Obligatory Mad Men post

Mad Men is less about story than it is about character. Or rather, it's less obviously about story. The characters drive the action; sometimes Things Happen from external, unpredictable sources, but most of the conflict and tension and drama in the show stems from how the characters respond to things.

Don seeks that creative problem-solving place, because it makes him feel like he has an identity; Peggy wants to be treated like an equal, and wavers between obedient conformity and tough aggression; Pete wants, above all else, respect, and views events through the lens of how much he respect they gain or lose him.
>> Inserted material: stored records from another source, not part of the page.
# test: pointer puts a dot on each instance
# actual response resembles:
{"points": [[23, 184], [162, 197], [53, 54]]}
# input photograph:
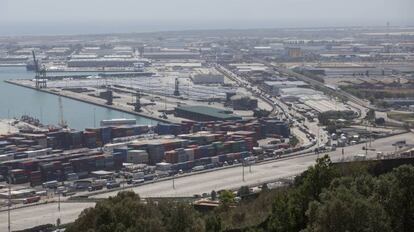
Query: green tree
{"points": [[343, 209], [213, 224], [243, 191], [213, 195], [395, 191], [226, 198]]}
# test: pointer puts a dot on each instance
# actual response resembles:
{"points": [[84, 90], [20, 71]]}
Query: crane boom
{"points": [[35, 62]]}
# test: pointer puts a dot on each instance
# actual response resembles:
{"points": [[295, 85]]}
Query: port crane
{"points": [[40, 78], [62, 122]]}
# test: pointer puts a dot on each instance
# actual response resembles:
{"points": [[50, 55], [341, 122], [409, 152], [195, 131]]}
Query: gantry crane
{"points": [[40, 78]]}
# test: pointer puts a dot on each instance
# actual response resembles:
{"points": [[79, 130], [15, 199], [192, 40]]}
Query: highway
{"points": [[232, 177]]}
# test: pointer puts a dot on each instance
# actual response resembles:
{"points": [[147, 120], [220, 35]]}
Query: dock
{"points": [[90, 101]]}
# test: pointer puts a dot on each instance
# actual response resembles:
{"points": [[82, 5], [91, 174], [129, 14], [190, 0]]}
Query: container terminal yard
{"points": [[229, 110]]}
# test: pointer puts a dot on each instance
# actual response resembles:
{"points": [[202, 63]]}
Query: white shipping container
{"points": [[190, 153], [137, 156]]}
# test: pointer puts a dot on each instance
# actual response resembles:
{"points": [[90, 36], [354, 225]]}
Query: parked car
{"points": [[113, 184]]}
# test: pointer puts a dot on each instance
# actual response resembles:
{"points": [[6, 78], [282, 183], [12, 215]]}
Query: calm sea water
{"points": [[16, 101]]}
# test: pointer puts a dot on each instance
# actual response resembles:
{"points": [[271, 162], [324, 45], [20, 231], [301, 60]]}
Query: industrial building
{"points": [[207, 76], [204, 113], [274, 87], [243, 103], [103, 62]]}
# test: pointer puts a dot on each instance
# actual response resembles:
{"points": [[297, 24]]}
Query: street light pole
{"points": [[58, 220], [243, 171], [8, 210]]}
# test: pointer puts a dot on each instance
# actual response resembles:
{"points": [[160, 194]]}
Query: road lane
{"points": [[196, 184]]}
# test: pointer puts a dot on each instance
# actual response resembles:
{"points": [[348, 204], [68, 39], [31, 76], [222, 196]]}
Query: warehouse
{"points": [[275, 86], [207, 76], [243, 103], [103, 62], [204, 113]]}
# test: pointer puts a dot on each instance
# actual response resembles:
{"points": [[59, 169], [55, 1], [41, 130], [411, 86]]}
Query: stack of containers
{"points": [[218, 147], [182, 155], [99, 162], [137, 156], [190, 153], [35, 178], [90, 139], [118, 132], [171, 157], [106, 135], [51, 171], [168, 129], [119, 159], [67, 168], [18, 176], [75, 139]]}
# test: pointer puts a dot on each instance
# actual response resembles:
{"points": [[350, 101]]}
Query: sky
{"points": [[36, 17]]}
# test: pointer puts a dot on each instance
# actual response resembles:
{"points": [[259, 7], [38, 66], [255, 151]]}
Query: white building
{"points": [[207, 76]]}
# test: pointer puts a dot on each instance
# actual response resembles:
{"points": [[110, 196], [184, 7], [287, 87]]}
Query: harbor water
{"points": [[16, 101]]}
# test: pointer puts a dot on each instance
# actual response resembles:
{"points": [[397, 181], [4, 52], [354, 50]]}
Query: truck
{"points": [[95, 186], [30, 200], [51, 184], [113, 184]]}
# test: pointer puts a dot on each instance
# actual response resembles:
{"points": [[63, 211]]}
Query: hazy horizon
{"points": [[50, 17]]}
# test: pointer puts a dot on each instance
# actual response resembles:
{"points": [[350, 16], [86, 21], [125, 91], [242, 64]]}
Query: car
{"points": [[31, 200], [67, 193], [113, 184], [95, 187], [137, 181]]}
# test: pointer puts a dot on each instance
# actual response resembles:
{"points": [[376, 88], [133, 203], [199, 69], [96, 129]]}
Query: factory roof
{"points": [[206, 71], [285, 83], [209, 111]]}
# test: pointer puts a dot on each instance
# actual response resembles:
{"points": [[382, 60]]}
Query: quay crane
{"points": [[40, 78]]}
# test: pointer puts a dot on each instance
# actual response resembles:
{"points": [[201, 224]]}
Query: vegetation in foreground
{"points": [[324, 198]]}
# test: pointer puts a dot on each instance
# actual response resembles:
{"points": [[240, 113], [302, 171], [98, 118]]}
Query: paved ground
{"points": [[232, 177], [196, 184]]}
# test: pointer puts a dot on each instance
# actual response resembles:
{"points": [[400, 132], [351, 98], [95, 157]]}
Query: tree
{"points": [[293, 141], [395, 191], [213, 195], [343, 209], [213, 224], [243, 191], [226, 198], [265, 188], [260, 113]]}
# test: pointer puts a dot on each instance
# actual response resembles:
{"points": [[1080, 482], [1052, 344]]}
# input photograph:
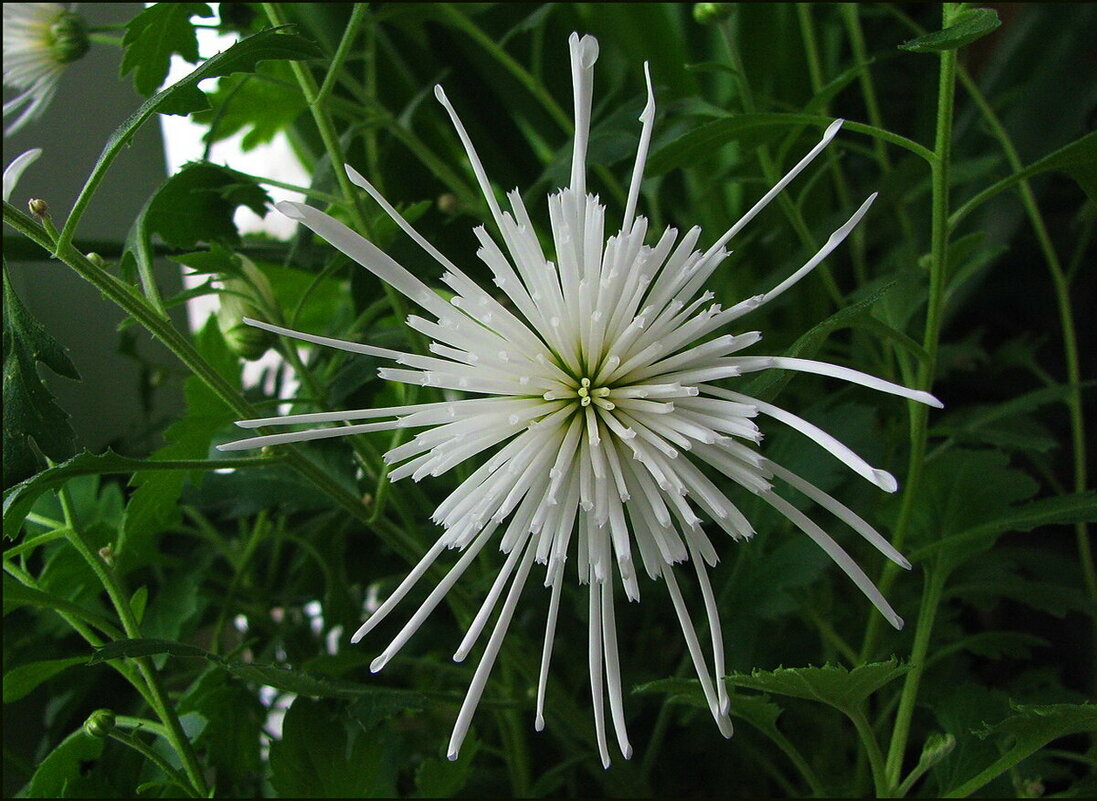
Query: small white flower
{"points": [[40, 40], [13, 171], [599, 402]]}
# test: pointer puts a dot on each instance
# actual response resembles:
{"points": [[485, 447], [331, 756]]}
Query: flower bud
{"points": [[68, 37], [449, 204], [246, 296], [100, 723], [38, 207], [711, 13]]}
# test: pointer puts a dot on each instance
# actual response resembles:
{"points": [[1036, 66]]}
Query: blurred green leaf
{"points": [[67, 771], [32, 419], [967, 27], [441, 778], [21, 680], [196, 204], [1026, 732], [260, 104], [318, 756], [154, 505], [19, 499], [1081, 507], [833, 685], [154, 36]]}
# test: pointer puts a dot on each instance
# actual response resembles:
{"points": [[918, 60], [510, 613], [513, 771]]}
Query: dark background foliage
{"points": [[251, 580]]}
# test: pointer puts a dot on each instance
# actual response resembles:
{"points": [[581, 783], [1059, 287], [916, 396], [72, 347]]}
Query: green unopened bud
{"points": [[711, 13], [38, 207], [246, 297], [100, 723], [449, 204], [936, 748], [68, 37]]}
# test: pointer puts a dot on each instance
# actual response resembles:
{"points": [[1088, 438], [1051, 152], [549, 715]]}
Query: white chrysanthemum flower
{"points": [[600, 399], [13, 171], [40, 40]]}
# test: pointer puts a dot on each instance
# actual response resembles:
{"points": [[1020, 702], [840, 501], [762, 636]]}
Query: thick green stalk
{"points": [[939, 234], [938, 266]]}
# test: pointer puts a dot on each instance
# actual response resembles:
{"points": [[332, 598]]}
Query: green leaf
{"points": [[61, 773], [31, 417], [154, 506], [441, 778], [1062, 509], [21, 680], [196, 204], [319, 757], [699, 144], [1026, 732], [255, 104], [150, 646], [19, 499], [833, 685], [967, 27], [234, 731], [767, 385], [376, 701], [968, 491], [154, 36]]}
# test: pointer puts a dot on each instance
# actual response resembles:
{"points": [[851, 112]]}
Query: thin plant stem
{"points": [[871, 749], [939, 232], [143, 748], [936, 576], [770, 172], [1061, 284], [156, 695]]}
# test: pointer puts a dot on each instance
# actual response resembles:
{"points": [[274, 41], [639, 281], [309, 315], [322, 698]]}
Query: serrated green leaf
{"points": [[699, 144], [769, 383], [148, 646], [441, 778], [154, 36], [234, 731], [1026, 732], [833, 685], [1081, 507], [967, 27], [196, 204], [155, 503], [319, 757], [21, 680], [19, 499], [61, 773], [259, 104], [968, 491], [31, 417]]}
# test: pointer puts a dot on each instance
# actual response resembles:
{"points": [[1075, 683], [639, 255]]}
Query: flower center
{"points": [[596, 395]]}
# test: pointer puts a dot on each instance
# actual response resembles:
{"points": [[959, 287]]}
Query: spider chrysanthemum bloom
{"points": [[40, 40], [600, 406]]}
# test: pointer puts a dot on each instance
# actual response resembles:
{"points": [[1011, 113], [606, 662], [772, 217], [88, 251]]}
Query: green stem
{"points": [[872, 751], [938, 266], [1062, 288], [936, 576], [156, 694], [770, 172], [335, 67], [529, 81]]}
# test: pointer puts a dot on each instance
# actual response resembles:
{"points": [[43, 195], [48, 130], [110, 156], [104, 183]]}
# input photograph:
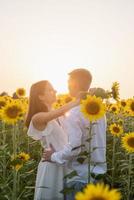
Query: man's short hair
{"points": [[82, 76]]}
In this season's premiere double-sized episode, we also learned a great deal about where Lane's psyche currently sits. His racist reaction to the black cab driver's offer to return the lost wallet stands in stark contrast to his rebellious pride at having a black girlfriend in season 4. His desire for sexual liberty, demonstrated by the aforementioned black girlfriend (and encouraged by Don when they had that night on the town, complete with hookers), has been suppressed in favor of reconciling with his wife, but Lane still held out a (slightly creepy) hope that the mysterious Delores might be interested in him.

It is hard writing characters of this depth and complexity, and any great writer should, it seems obvious, focus on the immensely difficult task of creating characters. Story and plotting are easy by comparison; great characters drive their stories.